The Amon Carter Museum
This was established by Amon G Carter Sr, so he'd have somewhere to store his collection of works by Frederic Remington and Charles Russell. Since then, the museum has acquired over 300,000 works of art, and is currently undergoing renovation and expansion.
The Kimbell Art Museum
Exhibits range in period from antiquity to the 20th Century and include masterpieces by Duccio, Fra Angelico, Mantegna, Caravaggio, El Greco, La Tour, Rubens, Velázquez, Rembrandt, Houdon, Goya, David, Monet, Cézanne, Picasso, Matisse, and Mondrian. The Kimbell's architect attempted to use natural light whenever possible to optimise your viewing of the art and as a result this museum has a very light, open feel. There's been talk of expansion, but the museum cannot be added on to without destroying the architectural integrity.
This lush, well-maintained garden is a good place for picnics in the spring and fall, and every year, from June to July, Concerts in the Garden are held - featuring regional and national acts, with a fireworks finale every Saturday night.
A Selection Of Excellent Bars
Downtown: The Flying Saucer - 'The Best Beer and the Wurst Food' - carries hundreds of beers from all over the globe, some on tap, some in bottles. Frequent visitors are advised to join the UFO club. After a member of the UFO club has sampled every beer that the Saucer has to offer, a gold plate with the member's name is hung on the wall.

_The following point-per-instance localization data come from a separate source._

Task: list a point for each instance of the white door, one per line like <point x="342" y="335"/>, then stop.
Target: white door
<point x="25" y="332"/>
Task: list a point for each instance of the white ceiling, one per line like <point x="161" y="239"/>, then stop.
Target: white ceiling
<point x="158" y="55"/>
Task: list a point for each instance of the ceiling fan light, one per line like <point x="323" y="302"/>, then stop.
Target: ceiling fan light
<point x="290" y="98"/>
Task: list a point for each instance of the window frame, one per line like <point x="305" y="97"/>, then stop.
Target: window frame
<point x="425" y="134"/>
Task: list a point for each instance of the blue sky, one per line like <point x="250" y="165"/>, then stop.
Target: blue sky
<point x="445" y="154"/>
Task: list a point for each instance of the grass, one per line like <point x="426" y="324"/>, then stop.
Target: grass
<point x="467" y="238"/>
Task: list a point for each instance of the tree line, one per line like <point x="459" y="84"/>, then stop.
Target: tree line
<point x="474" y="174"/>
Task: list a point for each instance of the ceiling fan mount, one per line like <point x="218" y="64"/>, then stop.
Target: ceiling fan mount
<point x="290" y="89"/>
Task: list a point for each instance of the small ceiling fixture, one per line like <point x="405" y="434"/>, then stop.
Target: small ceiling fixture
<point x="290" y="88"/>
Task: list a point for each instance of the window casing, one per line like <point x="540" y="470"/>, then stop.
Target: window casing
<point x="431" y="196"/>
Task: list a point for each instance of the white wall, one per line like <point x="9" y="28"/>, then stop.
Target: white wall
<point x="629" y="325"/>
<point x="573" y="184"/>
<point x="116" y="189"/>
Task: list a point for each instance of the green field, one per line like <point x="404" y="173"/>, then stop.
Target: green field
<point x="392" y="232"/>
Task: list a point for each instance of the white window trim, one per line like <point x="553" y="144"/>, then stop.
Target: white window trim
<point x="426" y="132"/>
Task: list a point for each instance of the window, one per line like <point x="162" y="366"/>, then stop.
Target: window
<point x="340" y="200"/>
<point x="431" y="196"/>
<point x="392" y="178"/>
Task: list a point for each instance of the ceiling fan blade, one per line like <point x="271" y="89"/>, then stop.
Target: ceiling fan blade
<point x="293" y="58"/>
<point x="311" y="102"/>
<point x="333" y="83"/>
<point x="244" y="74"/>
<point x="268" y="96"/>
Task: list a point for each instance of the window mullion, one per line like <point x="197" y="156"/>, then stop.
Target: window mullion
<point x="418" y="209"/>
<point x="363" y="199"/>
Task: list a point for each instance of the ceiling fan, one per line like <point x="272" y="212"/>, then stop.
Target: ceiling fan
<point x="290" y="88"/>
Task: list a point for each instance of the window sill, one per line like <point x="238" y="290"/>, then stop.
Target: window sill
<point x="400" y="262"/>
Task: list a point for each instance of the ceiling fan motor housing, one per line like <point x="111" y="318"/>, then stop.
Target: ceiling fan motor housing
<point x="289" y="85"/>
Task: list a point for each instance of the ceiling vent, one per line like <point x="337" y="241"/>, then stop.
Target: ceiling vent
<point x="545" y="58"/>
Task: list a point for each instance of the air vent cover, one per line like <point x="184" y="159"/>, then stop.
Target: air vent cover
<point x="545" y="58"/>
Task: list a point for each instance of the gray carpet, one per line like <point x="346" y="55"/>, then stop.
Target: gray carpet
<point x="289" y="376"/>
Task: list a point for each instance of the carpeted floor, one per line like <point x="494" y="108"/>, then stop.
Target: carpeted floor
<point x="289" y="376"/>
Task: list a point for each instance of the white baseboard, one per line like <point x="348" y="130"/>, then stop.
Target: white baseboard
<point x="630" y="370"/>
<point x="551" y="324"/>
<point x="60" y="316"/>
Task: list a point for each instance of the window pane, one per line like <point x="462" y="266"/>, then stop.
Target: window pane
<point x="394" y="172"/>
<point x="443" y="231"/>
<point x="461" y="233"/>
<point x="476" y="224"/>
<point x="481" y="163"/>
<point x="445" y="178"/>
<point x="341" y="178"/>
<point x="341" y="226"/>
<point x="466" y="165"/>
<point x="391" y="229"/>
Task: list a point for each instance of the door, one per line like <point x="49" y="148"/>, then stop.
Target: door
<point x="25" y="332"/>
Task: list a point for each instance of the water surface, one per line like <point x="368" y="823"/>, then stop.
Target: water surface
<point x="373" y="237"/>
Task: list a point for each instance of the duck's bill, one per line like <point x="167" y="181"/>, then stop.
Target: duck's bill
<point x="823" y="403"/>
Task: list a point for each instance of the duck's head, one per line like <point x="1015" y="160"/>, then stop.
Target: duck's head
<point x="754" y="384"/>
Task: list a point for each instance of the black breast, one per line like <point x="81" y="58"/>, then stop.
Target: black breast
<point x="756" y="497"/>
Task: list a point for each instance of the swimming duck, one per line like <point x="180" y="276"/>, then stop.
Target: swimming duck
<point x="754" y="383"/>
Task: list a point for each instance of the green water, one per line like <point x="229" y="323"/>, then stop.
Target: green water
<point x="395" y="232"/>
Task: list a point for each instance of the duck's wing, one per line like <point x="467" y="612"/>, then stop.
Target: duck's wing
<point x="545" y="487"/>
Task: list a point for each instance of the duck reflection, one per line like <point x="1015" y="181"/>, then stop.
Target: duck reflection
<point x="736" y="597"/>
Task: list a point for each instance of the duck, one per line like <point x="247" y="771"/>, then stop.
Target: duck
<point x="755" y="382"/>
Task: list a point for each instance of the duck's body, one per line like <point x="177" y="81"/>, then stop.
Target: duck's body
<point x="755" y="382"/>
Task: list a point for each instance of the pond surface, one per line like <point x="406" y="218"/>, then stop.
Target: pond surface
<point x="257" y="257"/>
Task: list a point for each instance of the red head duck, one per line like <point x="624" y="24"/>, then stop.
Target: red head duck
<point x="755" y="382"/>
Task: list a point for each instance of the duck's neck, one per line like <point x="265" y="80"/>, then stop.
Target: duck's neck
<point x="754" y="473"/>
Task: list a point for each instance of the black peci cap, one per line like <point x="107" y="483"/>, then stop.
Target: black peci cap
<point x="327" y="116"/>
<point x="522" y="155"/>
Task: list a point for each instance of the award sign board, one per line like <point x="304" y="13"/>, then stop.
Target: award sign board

Cultural District: Ye Olde Bull & Bush has a small cosy British pub atmosphere. There are no televisions or barstools - just a jukebox and darts out the back. It's a great place to have a conversation over a beer. Run by an ex-bush pilot from England named Nick; if it's a slow night, he may regale you with stories of Africa.
South-west of downtown: J & J's Blues Bar is the blues venue for Fort Worth and Dallas. They claim to be the hottest blues bar in Texas, and in times past have featured Albert King, James Cotton and other blues legends.
In March of 2000 a tornado struck downtown Fort Worth. Two people were killed and there was several million dollars worth of property damage. None of the buildings were completely destroyed though many were stripped of their windows and exteriors. Luckily, the historically significant buildings remain intact and await your visit.